Second, the shift in focus to immediate experimentation on languages other than English means that much of the proposed schedule of work outlined in the original IDEAS proposal must now be rethought. That schedule anticipated working on English during the first 3/4 of the project. The techniques perfected on English would then be moved directly to the second language, allowing nearly nine months to develop the resources (dictionary, tagger, corpus, parsed text) needed in the second language. Now the development of these resources needed to be moved to a fast track.
The result of this rethinking was to concentrate first on Russian, using a morphological analyzer based on an algorithm created by Lana Scheremetyeva and programmed by Nick Ourusoff. This algorithm does not require a large dictionary and it is possible that it can be adapted to Serbo-Croatian with minimal changes.
One advantage of this change was that it brought the resource goals of the project much closer to those of the Corelli project (a follow-on to the TEMPLE project). Thus the possibility of sharing resource development became a real possibility, a particularly useful one, given the change in the budget of the project.
This shift in budgeting priorities means that the budget no longer contained substantial funding for resource development by purchase or by creation. The likelihood of being able to share programs and resources with the Corelli project was a real plus, though the slightly later start date of the Corelli project would mean some delay. The project, however, is without skilled programmers or personnel with great expertise in statistical approaches to language analysis.
It thus became clear that the project would need to rely more heavily on on resources and programs that were available off-the-shelf or from other lab projects. The resources brought to the project through the cooperation with Dr. Wilks at Sheffield also will be more important for the success of the project.

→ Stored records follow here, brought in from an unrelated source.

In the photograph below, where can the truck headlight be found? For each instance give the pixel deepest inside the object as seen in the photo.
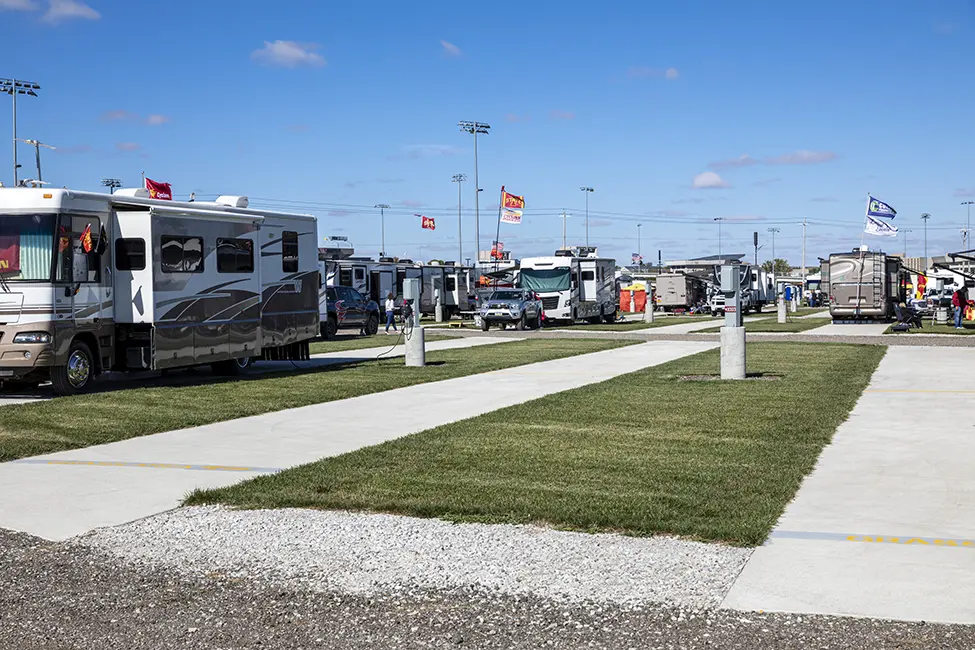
(32, 337)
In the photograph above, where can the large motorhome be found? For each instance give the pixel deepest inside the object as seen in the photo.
(377, 279)
(572, 287)
(91, 283)
(865, 285)
(680, 292)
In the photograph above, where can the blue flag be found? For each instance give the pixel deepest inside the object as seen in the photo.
(877, 208)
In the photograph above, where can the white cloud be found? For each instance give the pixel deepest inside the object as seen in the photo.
(288, 54)
(61, 10)
(450, 49)
(18, 5)
(743, 160)
(801, 157)
(708, 180)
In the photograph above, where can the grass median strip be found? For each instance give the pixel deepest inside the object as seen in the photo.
(343, 343)
(85, 420)
(645, 453)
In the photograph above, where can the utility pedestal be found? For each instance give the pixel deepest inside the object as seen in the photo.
(648, 309)
(416, 354)
(733, 332)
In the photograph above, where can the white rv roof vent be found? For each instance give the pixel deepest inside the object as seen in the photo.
(232, 201)
(135, 192)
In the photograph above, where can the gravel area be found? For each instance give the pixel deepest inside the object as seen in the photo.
(373, 554)
(55, 596)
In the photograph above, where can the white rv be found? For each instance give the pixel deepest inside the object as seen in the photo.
(571, 287)
(378, 279)
(96, 282)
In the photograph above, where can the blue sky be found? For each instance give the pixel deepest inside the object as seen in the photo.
(763, 113)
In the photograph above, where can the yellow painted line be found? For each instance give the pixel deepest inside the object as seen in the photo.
(114, 463)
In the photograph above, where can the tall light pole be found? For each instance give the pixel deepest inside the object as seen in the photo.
(382, 221)
(37, 144)
(773, 231)
(719, 220)
(17, 87)
(475, 128)
(588, 191)
(459, 179)
(968, 220)
(639, 242)
(925, 217)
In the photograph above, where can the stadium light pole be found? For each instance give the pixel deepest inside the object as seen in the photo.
(459, 179)
(588, 191)
(37, 144)
(719, 220)
(475, 128)
(17, 87)
(924, 217)
(382, 224)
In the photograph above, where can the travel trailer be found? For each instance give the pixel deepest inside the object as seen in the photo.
(680, 292)
(865, 285)
(91, 283)
(377, 279)
(572, 287)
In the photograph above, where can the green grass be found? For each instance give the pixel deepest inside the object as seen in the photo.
(342, 342)
(968, 329)
(772, 325)
(97, 418)
(659, 321)
(642, 454)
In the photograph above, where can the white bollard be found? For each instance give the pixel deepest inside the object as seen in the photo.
(416, 353)
(732, 352)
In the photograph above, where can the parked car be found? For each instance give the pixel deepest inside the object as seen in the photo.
(520, 307)
(349, 309)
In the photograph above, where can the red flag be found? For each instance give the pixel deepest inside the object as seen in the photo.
(86, 239)
(511, 201)
(158, 190)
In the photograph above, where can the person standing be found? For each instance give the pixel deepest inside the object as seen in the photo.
(390, 308)
(959, 301)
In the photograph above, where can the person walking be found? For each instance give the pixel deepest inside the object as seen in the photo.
(959, 301)
(390, 307)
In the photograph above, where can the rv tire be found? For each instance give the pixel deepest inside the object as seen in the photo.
(75, 376)
(232, 367)
(372, 325)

The use of a native speaker informant became both more vital in terms of the more rapid development of Serbo-Croatian resources, and yet less possible, due to the lower budget figures for research assistants.
II. Resource acquisition
Much of the project time for the first two months was spent in searching for resources in Serbo-Croatian: corpora, dictionaries, taggers, This involved checking for Serbo-Croatian grammars and dictionaries available in print (via InterLibrary Loan), looking for native speakers locally, and for linguistically-trained native speakers elsewhere, subscribing to s-c mailing lists, surfing the web, advertising in appropriate lists, looking for on-line dictionaries.
The results of these searches was a considerable catalog of hard-copy grammars and dictionaries, a small corpus of Serbian literature on-line, and leads towards an on-line Serbian-Bosnian-Croatian-English set of bilingual dictionaries.
Additional work was also done by Mark Leisher in preparing an editor that could handle Serbo-Croatian codesets and display Cyrillic fonts. Wanying Jin also used hard-copy grammars and dictionaries to begin preparations of lists of endings for various grammatical categories.
III. Plans for the next reporting period (May-June, 1996)
The plans for the next reporting period include continued work on acquisition of resources, in particular the Serbo-Croatian on-line dictionary for which we are currently negotiating. Once this is obtained, then a tagger for Serbo-Croatian can be developed. Acquisition of appropriate statistical tools should also be undertaken, relying on packages being developed at Sheffield. Other approaches (such as neural nets and genetic algorithms should also be investigated).